The compiler error is a feature. It prevents ambiguous comparisons.
Decision matrix
Use a struct as a map key when every field is a comparable type like int, string, bool, or pointer. This gives you type safety and zero overhead for key generation.
Use a string key derived from the struct when the struct contains slices or maps and you still need map semantics. Generate the string with a deterministic format to ensure unique keys for unique states.
Use a separate ID field when the struct is large or complex. Add a ID string or ID int field to the struct and use that as the key. This keeps the key small and the value flexible.
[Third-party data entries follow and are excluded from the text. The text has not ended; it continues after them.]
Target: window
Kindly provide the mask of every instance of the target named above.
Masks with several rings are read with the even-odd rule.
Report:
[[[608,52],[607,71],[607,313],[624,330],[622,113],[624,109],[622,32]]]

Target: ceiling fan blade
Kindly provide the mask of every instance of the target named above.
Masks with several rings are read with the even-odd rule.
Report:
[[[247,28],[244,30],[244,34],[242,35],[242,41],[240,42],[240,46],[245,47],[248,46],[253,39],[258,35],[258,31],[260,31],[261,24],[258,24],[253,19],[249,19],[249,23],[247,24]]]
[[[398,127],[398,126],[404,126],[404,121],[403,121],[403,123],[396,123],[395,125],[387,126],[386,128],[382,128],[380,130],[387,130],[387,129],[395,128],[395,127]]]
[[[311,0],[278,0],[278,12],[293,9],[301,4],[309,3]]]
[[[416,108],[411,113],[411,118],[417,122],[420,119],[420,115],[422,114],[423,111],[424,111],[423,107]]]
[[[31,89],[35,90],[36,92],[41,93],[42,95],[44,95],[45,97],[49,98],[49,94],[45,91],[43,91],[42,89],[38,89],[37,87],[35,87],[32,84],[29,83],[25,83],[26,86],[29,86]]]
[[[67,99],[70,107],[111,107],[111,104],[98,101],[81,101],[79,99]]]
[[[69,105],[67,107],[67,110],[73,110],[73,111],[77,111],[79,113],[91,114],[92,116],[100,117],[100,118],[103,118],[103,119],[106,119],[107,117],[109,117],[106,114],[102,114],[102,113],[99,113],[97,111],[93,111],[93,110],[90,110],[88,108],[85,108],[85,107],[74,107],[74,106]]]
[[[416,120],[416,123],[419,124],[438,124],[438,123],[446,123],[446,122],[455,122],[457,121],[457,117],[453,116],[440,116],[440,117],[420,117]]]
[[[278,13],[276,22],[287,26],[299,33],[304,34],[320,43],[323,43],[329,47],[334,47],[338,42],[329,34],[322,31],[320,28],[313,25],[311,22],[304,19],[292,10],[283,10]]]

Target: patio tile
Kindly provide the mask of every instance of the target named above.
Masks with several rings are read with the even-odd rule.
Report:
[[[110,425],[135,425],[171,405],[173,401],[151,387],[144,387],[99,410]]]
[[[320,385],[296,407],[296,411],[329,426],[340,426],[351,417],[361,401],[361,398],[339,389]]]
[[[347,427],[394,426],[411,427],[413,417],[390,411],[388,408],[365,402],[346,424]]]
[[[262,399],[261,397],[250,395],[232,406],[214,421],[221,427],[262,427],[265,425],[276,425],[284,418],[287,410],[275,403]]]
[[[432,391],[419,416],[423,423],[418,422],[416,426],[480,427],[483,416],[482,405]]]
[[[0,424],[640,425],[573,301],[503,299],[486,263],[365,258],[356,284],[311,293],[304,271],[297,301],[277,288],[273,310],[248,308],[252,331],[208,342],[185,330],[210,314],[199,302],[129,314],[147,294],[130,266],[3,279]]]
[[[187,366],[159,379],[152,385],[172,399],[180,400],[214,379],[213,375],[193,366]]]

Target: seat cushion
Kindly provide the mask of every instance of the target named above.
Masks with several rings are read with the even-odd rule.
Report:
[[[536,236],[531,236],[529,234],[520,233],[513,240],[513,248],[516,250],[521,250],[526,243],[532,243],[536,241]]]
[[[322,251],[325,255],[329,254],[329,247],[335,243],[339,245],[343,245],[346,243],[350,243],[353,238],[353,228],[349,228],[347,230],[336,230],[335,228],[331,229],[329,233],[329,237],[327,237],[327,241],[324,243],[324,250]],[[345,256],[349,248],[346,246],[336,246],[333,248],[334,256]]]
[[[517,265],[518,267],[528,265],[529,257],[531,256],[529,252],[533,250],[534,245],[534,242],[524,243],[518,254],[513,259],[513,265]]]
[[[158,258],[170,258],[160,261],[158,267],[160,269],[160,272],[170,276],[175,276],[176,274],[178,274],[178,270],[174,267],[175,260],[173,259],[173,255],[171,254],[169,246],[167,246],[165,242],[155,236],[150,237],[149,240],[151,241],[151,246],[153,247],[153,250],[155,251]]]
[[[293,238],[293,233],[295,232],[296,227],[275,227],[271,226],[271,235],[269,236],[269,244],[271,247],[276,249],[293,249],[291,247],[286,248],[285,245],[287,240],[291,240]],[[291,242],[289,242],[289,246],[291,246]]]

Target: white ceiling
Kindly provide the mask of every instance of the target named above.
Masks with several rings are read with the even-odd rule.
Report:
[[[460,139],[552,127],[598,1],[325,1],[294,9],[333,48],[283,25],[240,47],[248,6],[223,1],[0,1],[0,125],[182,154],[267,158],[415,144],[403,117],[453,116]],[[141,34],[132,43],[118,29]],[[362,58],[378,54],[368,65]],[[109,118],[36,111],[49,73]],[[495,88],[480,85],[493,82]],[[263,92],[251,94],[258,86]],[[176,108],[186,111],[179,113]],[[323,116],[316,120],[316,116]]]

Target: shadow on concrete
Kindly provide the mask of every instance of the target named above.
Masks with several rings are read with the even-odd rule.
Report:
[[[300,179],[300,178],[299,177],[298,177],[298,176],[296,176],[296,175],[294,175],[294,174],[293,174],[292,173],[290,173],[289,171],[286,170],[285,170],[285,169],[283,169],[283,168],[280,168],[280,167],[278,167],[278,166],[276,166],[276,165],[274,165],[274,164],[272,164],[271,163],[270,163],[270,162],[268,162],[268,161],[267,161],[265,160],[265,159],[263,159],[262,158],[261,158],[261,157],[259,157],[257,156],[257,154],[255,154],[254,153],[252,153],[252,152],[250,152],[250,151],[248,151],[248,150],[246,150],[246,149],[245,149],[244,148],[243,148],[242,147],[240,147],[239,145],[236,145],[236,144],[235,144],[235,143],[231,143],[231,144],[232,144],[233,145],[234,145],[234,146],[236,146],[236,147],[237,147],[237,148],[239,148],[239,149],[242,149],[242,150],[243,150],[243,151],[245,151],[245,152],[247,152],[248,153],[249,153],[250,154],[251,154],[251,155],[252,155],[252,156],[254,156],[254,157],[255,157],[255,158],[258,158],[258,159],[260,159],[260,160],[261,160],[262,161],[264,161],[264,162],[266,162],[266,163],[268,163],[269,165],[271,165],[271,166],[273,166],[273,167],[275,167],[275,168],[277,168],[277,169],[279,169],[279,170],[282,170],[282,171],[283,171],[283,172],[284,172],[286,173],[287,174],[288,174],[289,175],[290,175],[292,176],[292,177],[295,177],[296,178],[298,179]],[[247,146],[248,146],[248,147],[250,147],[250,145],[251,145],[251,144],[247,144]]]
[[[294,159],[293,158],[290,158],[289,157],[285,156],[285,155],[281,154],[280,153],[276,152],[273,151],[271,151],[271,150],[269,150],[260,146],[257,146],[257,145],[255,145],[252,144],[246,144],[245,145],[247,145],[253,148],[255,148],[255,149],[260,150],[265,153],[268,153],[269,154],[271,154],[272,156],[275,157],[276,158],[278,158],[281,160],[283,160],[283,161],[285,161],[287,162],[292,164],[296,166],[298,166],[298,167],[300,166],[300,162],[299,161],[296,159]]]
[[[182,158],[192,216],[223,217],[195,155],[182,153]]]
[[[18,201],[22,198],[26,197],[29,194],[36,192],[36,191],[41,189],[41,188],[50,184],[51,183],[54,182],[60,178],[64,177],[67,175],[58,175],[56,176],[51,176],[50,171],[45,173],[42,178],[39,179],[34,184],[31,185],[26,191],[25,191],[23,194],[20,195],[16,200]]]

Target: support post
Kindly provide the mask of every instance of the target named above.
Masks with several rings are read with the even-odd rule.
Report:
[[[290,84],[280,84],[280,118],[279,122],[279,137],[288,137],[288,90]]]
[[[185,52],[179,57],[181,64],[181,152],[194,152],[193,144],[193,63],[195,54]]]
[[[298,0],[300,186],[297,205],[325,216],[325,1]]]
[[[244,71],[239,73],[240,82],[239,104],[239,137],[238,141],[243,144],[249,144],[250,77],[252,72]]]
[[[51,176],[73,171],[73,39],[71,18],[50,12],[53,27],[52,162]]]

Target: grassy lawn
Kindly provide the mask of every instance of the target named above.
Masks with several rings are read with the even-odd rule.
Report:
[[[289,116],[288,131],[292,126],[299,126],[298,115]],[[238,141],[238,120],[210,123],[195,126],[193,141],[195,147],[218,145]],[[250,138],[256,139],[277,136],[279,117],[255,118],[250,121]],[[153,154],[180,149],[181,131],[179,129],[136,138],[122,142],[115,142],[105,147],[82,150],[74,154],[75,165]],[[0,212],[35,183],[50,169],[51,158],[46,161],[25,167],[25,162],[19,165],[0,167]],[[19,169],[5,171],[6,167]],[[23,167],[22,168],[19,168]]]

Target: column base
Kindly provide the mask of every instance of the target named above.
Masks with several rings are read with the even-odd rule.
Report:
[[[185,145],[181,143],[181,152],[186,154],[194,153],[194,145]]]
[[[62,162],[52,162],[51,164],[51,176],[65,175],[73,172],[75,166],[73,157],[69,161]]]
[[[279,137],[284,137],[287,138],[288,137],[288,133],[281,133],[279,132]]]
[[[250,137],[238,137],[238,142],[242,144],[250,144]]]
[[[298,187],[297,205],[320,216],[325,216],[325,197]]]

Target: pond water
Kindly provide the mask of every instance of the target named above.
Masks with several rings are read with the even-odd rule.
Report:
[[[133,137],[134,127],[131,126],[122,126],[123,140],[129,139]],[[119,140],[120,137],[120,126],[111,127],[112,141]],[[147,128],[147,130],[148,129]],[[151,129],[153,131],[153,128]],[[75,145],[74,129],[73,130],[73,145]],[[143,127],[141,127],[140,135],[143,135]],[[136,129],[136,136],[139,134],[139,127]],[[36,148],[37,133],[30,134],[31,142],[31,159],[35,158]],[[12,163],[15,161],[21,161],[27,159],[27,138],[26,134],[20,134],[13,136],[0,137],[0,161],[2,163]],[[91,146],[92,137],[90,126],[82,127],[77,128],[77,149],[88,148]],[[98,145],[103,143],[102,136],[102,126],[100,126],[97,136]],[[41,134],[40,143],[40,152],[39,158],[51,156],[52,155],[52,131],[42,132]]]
Use a slice of structs when you need to store items with slices and don't require fast lookups. Iterate over the slice to find matches. This avoids key generation overhead and comparability restrictions.
Use maphash with a custom key type when you need high-performance hashing for complex data. Implement a custom type with a Hash() method and manage the map buckets manually or use a third-party library.
Pick the key strategy that matches your data. Don't force a map where a slice works.